Leasing of commercial office space has over the years affected my business quite a lot… generally when my clients have not paid enough attention to the leasing arrangements and they fail to really grasp and define what the lease means and what they have committed to.
A bad lease will generally end up:
- Costing the client a lot in rent – their lack of knowledge and understanding means they sign up for above market price, do not receive a standard incentive or commit to excessive rent rise percentages at each yearly review.
- Delaying the signing of a lease means that any building works cannot proceed, because without an owner consent signature on council forms, nothing can start. We need to have a sensible and realistic timetable to achieve parallel activities, and make sure the lease is in place so that other important issues can be undertaken with certainty.
- A crazy rush to get the project complete because of the delays caused in signing the lease causes the tenant to end up paying additional money to get the fitout complete in a short time. It’s important to avoid crisis decisions that always cost money and being able to understand the leasing process is just part of the relocation process.
The lease is a critical part of the complete process for moving office and not given the attention it fully needs.
Leasing commercial industrial retail and/or specialist space like a medical suite is quite an expensive part of any business’s overheads. Once the lease is signed your business is committed for a number of years to that monthly payment. Rent and outgoings must be budgeted over the term of the lease, together with realistic tax and depreciation estimates, to give a full budget picture before binding commitments are made.
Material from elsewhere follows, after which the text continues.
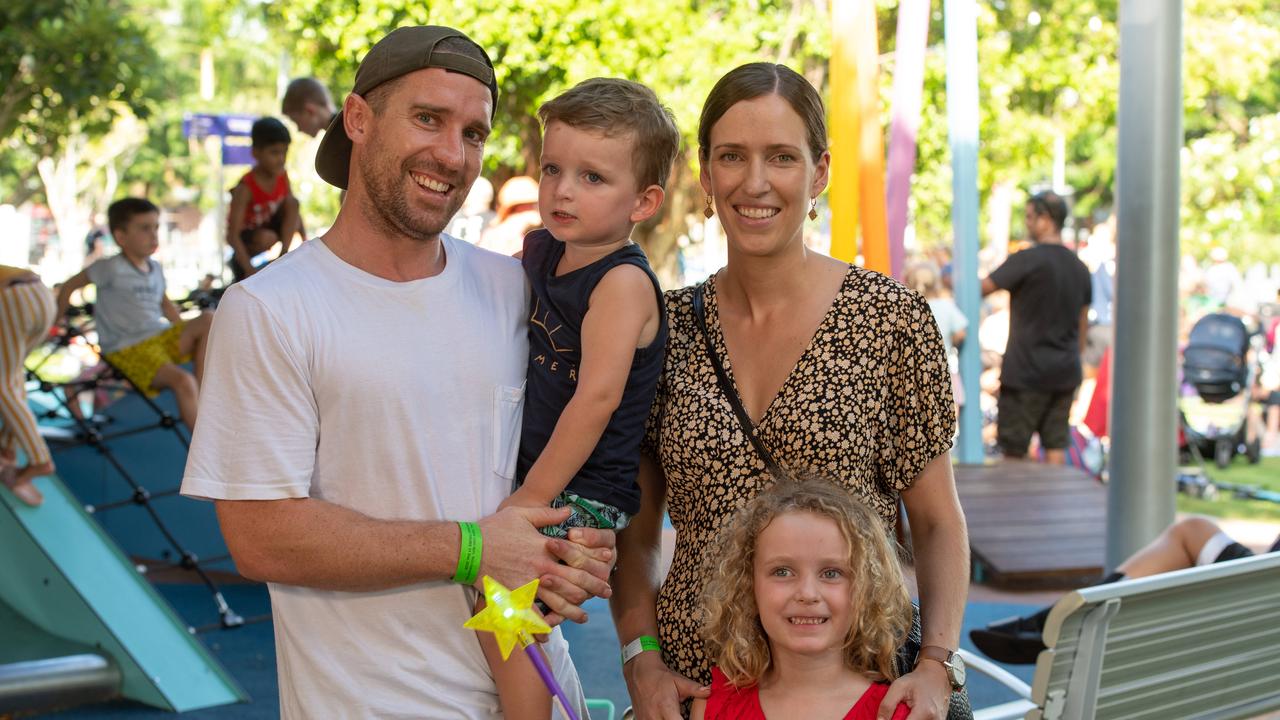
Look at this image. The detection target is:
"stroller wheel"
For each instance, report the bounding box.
[1213,438,1235,470]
So let`s start at the beginning – it’s all about the company.
- What industry sector are you in?
Pharmaceuticals have different profiles to small engineering companies. Specific industry needs must be defined so that a search for a suitable property can begin.
- Is the business growing or contracting and at what rate?
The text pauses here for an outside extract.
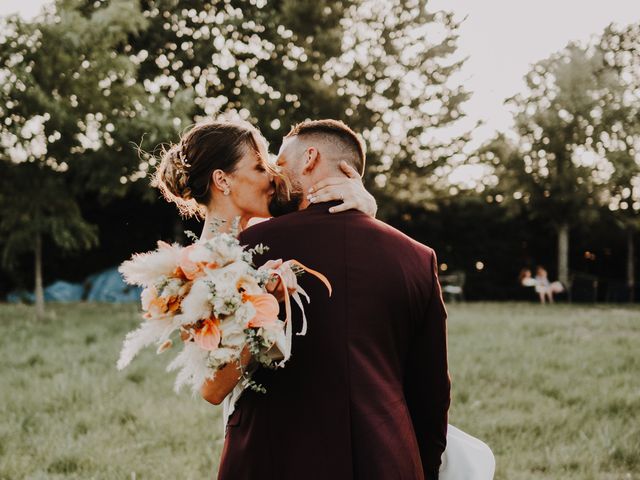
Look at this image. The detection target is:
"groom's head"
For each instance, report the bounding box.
[271,120,365,215]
Review the last three year’s business performance and make projections for the next three, five or ten years. This will help forecast growth. How many metres squared have you leased previously and what do your plans, industry knowledge and growth prospects tell you that you’ll need in the future? Are different parts of the business growing at different rates? Does your current lease or the lease you may be considering have an Expansion Option and if so do you understand how to act on it?
- Why the relocation? Could you stay put and reconfigure?
What impact would this have on your current business performance?
- What is the driver for change – the main reason you need to relocate your office? It may be one of many things:
- Too much space.
- Too little space.
- A developing business line may require different space modelling.
- New business competition.
- Expanding into new markets.
- How much space do you currently work from now and how much space will you need in three years’ time? Try to estimate five to six years into the future.
- What is your industry doing in the marketplace? Is there a revolution like film to digital happening? Will you require the massive space you have now? Because of the way you operate do you need less space but can still grow? Are you about to outsource three departments?
- What is the projected rate of growth over the next three, five, ten years and how confident are you with the predictions? If contemplating 10 years, how is the lease structured to cope? Is there an Expansion clause? What tax position are you in? How is the fitout to be funded?
- If a lease incentive is taken, make sure it is tax effective. You need to be aware of the depreciation and capital cost of the lease to maximise the tax benefits available to your business.
- What is the expiry date of your current lease?
- Do you know your options and how to exercise them?
- How much notice must you legally give your current landlord – a week, a month, six months or twelve months?
- Before an option is exercised, how much is the new rent going to cost? If the option is exercised – you stay where you are – and no rent has been agreed upon, there may be a dispute mechanism in the lease for a third party lateral determination. This is usually half way between the owner and tenant positions. Your lease rate may even come down.
All of these elements define your very real timeline for making decisions on the existing and the new lease. Is there a hatchet clause at the option of rent review?
How much should I be paying?
Search the alternatives in a broad sense to judge the current market rates for space on a square metre basis, use this for budgeting purposes.
- Make sure you fully understand the lease.
- Understand the commitment you’re making.
- Forecast your likely requirements out by three, five and ten years if possible.